Sunday was spent birding at Tower Hill, Killarney, Yambuk, the ponds around the town of Port Fairy, Griffiths Island and along the Moyne River.
Monday proved warmer and calmer as we motored out of the river and headed 50 km out to the edge of the continental shelf. We soon saw our first Shy Albatross, Australasian Gannet and Short-tailed Shearwaters. Everyone was in high spirits. After a freshly brewed cup of tea we reached our first berley stop around 9 am and were soon surrounded by seabirds.
Shy Albatross and White-chinned Petrels were abundant. There were also plenty of Short-tailed Shearwaters. Other birds seen were Northern Giant-Petrel, Wilson’s and Grey-backed Storm-petrel.
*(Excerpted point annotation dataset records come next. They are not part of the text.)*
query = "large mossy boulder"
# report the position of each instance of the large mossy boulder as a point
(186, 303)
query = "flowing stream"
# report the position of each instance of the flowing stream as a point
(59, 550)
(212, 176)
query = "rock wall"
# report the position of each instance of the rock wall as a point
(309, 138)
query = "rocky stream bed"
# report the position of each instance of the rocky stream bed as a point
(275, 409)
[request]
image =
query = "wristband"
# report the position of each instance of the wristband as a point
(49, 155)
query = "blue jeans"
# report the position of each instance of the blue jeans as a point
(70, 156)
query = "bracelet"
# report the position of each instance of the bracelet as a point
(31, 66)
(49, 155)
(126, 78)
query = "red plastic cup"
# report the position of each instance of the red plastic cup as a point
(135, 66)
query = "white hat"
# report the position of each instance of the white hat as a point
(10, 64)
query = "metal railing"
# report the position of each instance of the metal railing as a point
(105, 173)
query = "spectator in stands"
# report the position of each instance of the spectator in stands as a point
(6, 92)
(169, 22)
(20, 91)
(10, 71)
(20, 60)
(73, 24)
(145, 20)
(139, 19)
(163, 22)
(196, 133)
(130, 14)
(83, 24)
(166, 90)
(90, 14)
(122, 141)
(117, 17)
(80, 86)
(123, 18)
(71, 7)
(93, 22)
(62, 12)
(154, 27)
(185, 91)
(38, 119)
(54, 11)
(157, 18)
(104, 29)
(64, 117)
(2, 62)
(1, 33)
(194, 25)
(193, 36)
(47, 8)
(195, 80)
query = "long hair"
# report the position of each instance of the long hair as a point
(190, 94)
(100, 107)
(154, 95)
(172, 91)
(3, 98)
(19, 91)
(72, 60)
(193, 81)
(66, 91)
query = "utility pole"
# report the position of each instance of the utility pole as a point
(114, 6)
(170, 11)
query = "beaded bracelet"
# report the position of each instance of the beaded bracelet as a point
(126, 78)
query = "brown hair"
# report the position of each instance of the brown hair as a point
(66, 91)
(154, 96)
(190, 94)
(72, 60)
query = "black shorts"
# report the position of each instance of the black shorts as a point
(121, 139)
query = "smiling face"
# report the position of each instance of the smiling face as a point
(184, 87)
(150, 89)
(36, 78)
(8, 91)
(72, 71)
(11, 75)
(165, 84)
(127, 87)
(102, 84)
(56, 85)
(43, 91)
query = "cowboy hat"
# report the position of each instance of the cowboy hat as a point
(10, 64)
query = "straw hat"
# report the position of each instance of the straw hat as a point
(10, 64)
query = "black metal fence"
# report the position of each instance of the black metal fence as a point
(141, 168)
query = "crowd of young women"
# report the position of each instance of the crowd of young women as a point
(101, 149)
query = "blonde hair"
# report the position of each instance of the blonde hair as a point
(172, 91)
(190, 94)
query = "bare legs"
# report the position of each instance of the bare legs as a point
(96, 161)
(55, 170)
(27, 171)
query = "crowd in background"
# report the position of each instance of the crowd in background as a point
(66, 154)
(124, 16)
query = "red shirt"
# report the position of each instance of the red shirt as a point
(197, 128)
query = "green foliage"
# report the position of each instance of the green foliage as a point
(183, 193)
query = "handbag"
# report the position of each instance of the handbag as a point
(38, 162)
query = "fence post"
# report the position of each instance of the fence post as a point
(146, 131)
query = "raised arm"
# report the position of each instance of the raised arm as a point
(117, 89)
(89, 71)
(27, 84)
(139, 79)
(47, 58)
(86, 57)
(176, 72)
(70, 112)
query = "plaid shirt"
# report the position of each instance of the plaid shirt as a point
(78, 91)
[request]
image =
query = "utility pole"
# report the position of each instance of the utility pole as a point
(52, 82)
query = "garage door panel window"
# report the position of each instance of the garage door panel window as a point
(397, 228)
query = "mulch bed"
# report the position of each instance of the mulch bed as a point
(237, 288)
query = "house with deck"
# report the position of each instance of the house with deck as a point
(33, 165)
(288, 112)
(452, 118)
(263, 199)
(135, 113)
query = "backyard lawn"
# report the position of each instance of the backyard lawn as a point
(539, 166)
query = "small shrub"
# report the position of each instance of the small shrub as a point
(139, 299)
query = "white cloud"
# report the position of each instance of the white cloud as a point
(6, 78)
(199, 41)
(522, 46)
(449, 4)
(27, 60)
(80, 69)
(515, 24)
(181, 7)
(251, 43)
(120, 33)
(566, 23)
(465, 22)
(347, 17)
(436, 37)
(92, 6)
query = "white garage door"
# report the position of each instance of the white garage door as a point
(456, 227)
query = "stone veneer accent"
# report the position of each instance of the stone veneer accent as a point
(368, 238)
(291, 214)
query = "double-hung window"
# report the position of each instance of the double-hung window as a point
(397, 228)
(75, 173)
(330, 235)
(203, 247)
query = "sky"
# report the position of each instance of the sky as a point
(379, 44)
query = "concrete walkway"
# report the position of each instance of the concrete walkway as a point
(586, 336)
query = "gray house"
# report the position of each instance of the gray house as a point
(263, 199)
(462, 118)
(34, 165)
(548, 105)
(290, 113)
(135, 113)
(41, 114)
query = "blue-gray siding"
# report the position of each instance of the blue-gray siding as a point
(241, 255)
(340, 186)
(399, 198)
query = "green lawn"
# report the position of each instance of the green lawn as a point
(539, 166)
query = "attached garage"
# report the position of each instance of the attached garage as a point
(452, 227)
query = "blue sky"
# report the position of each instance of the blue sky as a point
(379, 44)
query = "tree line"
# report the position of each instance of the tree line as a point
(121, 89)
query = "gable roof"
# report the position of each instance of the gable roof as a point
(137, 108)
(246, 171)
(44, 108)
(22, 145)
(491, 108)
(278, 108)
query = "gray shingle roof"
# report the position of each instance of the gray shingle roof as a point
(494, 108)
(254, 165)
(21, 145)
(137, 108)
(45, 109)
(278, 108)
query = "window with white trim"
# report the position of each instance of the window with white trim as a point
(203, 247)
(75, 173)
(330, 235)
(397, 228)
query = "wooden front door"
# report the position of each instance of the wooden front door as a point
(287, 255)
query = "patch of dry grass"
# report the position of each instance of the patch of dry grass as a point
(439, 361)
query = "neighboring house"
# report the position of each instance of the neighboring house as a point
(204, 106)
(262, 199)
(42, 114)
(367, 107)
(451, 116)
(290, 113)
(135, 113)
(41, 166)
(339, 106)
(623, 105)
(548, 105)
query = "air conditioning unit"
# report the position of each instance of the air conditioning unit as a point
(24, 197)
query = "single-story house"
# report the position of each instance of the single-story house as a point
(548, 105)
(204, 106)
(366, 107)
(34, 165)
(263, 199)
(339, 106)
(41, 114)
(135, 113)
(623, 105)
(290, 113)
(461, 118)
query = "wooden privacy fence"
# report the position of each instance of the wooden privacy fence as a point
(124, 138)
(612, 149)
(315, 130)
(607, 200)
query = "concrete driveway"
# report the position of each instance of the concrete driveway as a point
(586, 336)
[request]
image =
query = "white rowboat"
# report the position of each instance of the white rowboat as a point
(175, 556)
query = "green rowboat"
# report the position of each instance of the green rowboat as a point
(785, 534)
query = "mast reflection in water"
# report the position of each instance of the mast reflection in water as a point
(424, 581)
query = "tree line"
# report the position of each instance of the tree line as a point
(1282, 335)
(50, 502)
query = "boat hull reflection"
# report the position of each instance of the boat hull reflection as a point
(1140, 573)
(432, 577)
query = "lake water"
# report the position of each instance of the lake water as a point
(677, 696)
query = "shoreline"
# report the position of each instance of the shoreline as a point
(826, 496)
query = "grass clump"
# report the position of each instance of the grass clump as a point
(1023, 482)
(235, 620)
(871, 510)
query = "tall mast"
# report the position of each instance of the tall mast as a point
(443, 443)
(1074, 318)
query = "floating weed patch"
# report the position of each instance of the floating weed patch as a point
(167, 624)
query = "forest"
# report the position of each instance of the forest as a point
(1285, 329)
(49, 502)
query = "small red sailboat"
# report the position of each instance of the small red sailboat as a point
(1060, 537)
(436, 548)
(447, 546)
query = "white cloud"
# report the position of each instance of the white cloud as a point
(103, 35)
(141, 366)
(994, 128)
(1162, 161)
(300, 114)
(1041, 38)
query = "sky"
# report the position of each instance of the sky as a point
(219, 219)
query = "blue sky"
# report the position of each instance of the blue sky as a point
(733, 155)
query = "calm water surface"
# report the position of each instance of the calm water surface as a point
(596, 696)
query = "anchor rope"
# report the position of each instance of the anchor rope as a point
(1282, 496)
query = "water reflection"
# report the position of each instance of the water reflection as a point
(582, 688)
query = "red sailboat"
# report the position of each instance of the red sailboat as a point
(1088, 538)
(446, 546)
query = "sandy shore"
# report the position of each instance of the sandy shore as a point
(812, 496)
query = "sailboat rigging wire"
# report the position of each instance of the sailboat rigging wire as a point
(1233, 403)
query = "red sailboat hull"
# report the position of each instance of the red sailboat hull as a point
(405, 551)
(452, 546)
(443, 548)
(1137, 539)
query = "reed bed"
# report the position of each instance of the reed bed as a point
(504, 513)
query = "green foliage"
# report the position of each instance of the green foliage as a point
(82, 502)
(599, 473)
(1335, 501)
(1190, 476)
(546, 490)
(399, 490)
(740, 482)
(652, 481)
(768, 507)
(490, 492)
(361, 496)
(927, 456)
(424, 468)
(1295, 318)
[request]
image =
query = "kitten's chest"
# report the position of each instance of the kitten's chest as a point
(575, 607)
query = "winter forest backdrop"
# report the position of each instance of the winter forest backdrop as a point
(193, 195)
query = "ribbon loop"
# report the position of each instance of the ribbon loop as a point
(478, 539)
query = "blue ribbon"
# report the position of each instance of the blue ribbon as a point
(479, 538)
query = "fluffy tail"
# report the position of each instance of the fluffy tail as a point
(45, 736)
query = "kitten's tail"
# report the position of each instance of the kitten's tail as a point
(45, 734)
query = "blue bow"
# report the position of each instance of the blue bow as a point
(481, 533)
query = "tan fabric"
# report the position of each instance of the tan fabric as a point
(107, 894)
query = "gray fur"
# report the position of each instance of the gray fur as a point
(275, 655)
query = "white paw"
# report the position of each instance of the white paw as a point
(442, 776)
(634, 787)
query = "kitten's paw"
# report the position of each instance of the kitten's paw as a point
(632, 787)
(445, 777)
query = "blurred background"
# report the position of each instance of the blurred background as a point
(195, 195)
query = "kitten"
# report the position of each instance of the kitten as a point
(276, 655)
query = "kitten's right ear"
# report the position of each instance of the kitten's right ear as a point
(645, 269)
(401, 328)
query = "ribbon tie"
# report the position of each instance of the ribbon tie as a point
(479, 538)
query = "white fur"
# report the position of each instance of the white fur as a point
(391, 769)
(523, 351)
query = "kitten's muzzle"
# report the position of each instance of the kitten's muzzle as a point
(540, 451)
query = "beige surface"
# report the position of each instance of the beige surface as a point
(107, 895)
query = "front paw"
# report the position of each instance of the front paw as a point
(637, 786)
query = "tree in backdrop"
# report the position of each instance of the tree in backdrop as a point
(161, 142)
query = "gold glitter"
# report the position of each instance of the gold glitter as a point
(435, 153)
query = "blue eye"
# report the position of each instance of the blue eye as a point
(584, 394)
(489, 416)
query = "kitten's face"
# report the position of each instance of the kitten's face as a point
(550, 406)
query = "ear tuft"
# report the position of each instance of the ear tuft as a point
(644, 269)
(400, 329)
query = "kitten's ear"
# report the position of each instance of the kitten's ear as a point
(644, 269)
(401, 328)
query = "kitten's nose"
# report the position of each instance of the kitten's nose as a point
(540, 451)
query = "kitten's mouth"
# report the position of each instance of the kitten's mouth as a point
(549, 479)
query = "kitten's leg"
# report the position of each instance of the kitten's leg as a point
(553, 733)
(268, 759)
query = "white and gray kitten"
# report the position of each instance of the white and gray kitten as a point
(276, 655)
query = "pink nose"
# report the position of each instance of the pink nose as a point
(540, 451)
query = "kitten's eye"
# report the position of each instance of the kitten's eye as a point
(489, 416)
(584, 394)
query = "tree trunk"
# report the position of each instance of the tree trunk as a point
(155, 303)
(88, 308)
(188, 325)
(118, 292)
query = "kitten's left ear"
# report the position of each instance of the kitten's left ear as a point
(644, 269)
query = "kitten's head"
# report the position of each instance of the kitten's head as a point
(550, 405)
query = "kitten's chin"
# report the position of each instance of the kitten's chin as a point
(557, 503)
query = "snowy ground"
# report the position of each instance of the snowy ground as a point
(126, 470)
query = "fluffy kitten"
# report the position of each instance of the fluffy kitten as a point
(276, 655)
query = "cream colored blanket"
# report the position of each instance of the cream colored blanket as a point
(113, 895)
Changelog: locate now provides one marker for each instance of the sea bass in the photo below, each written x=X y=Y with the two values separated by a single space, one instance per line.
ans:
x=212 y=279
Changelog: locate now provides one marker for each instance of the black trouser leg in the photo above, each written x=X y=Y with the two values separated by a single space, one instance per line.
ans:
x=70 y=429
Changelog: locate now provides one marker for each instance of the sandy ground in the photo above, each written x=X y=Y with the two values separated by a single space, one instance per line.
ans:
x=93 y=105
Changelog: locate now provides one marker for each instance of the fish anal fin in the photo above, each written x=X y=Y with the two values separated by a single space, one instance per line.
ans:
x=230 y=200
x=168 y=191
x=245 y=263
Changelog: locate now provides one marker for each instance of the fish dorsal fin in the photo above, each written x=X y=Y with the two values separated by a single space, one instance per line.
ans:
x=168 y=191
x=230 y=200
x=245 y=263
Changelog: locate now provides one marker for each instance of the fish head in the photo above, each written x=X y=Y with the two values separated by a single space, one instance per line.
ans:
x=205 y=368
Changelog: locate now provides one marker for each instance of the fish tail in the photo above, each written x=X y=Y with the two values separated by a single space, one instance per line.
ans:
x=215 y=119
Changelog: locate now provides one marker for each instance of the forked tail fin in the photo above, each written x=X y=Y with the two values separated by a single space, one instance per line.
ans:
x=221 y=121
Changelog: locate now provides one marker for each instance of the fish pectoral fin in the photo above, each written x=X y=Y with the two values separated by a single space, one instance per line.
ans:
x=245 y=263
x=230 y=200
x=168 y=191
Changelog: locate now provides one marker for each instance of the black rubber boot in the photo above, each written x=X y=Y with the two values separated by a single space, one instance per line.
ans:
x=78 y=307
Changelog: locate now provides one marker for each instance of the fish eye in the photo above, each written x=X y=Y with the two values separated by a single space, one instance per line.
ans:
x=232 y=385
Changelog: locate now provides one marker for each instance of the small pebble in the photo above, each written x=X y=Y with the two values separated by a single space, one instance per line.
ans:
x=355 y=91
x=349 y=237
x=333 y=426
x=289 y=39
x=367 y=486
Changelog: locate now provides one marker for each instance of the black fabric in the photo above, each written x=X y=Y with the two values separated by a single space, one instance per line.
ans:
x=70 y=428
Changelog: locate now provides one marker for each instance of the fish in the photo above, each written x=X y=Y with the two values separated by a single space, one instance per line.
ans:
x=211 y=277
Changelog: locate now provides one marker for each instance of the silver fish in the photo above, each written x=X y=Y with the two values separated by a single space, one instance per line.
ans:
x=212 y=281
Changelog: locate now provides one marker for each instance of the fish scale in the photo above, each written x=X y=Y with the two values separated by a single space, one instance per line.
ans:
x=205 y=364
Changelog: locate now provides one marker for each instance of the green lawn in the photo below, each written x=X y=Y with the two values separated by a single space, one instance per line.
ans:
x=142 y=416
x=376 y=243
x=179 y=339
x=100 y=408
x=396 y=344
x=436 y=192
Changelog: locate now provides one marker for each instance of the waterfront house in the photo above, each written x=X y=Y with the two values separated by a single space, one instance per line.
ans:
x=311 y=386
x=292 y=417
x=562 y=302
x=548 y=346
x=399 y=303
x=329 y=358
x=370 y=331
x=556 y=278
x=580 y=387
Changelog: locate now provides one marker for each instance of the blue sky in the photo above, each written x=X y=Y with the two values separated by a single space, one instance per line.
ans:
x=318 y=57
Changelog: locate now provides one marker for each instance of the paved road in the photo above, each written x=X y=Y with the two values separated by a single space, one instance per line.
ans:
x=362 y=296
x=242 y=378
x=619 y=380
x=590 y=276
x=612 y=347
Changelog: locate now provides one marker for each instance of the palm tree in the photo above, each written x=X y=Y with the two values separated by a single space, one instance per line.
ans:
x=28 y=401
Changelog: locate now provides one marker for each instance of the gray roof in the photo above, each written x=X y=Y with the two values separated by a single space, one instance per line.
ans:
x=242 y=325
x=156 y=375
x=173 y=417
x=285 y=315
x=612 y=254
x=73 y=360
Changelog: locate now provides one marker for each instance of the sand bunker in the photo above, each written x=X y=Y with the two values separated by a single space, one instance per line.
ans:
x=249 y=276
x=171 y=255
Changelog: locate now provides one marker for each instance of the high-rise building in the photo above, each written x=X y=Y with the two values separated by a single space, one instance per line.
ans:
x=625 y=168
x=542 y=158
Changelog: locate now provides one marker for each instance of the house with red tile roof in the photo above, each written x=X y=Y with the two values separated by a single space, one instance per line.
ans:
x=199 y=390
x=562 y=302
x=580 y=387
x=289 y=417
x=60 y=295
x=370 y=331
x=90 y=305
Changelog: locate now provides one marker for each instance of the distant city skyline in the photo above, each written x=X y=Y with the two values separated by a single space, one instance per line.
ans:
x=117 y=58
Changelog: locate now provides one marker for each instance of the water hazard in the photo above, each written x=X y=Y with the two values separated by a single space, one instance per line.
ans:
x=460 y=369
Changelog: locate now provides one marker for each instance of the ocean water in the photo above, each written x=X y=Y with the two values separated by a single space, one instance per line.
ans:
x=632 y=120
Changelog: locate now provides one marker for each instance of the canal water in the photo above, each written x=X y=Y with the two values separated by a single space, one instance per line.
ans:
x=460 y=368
A single Cape Petrel appeared, as did several Crested Tern and Grey-faced and Great-winged Petrels.
Among the highlights for most were Wandering Albatross, Southern Royal Albatross, Campbell Albatross with their stunning yellow eyes, Black-browed and Indian Yellow-nosed Albatross.
We had several hours to watch and photograph these stunning birds as we drifted and motored further off-shore in perfect conditions. No-one was seasick. As we headed for the 70 km trip home we were followed much of the way by about a hundred birds, mainly Shy Albatross and White-chinned Petrels, feeding on the berley being tossed overboard.It was a magnificent sight and a fitting end to a memorable day.